My ‘84 Le Tour Luxe with 27x1-1/4” Vittoria Zaffiro tires purchased from Biketiresdirect.com. Not gumwall like the original Schwinn Passage, but a better tire than the Kenda gumwalls that were on there for a while. BTD also sells the Panaracers and some Continentals in the 27” (630) size clinchers.


----------



## videoranger (Nov 29, 2021)

modernbike still has some 27" in stock








						27 inch Tires
					






					www.modernbike.com
				



I've used the whitewall Schwalbe Classic HS-159  and the Vittoria Zaffiro and both are nice tires.


----------



## flyingtaco (Jan 18, 2022)

Arnold Ziffel said:


> Many local bike shops will not have any 27" (630mm) tires and further more, many of their bumbling moron idiots working there will not have a clue as to where and how to obtain 27" (630mm) tires since 27" tires have not typically been seen on road bikes since about 1985.   Obviously, you can see these clueless twits are late teens or twenty somethings, so they cannot comprehend something that a bicycle from 35+ years ago would require  and  they simply do not care because typically so few of that local bike shop's clientele even owns a quality road-bike that is that old.
> 
> 27" (630mm) tires are widely available HOWEVER YOU WILL NOT FIND THESE AT A LOCAL BIKE SHOP.
> Check the bay for webstores of major US web bike stores such as Trailthis, Bikewagon, BikeSmiths  and others.
> ...



 So did somebody put the wrong tire on this 26” S-6 rim?  I’m guessing they ripped the tube trying to get it in, and then tried to use fix a flat to repair it. I’m having a hell of a time trying to get this tire off. Any ideas short of cutting it off?


----------



## 49autocycledeluxe (Jan 18, 2022)

flyingtaco said:


> So did somebody put the wrong tire on this 26” S-6 rim?  I’m guessing they ripped the tube trying to get it in, and then tried to use fix a flat to repair it. I’m having a hell of a time trying to get this tire off. Any ideas short of cutting it off?
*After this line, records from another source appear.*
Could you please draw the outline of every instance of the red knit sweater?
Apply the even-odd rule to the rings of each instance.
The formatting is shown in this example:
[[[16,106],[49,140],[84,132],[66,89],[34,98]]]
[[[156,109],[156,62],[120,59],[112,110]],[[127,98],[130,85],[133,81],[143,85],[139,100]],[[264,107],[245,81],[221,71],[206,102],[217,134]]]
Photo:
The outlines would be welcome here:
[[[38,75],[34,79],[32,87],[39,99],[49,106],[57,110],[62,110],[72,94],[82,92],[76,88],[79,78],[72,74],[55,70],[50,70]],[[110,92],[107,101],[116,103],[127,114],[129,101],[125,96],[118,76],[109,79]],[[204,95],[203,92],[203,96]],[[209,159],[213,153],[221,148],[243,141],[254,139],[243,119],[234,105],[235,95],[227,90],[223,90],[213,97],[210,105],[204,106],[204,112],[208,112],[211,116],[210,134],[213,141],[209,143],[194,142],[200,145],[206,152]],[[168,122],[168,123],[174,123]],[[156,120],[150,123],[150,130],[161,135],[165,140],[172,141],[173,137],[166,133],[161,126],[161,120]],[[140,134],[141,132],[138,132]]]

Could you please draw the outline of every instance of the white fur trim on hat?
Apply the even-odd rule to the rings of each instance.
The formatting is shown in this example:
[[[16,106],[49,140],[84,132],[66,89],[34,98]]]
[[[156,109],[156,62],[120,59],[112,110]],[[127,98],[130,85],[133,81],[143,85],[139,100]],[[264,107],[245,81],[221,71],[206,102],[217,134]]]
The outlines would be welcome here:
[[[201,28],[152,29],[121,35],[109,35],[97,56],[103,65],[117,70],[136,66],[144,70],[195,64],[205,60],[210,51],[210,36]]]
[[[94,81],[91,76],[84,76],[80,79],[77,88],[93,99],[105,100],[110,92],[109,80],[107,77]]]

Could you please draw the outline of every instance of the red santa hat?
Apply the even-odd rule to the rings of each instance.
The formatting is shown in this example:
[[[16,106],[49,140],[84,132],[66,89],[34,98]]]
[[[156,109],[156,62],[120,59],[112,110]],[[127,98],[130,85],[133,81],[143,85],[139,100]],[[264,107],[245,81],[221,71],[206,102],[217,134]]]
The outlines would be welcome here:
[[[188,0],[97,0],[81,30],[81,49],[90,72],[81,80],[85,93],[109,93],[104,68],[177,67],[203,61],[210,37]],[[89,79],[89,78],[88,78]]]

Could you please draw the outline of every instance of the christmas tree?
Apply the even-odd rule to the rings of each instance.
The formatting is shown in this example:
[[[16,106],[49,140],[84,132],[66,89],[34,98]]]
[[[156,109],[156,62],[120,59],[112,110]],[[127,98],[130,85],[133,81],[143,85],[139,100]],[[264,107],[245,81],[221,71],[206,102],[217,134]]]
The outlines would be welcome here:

 I had a tire like that once. may as well cut it off, I screwed up the bead on mine after trying to get it off in one piece. you will need a screwdriver or metal tire levers, the plastic levers will not do the trick.


----------



## J-wagon (Jan 18, 2022)

Schwinn specs can be confusing. Schwinn s6 rims came in 2 different sizes iso for 26" version 597mm and for 27" version 630mm


----------



## Archie Sturmer (Jan 18, 2022)

I purchased some Schwalbe *Marathons* for my 27” Murray-built Free Spirit all-steel (Sears) road-racing bike; but today’s modern tire companies seem to discontinue models fairly quickly; their 2nd replacement is likely discontinued by now.


----------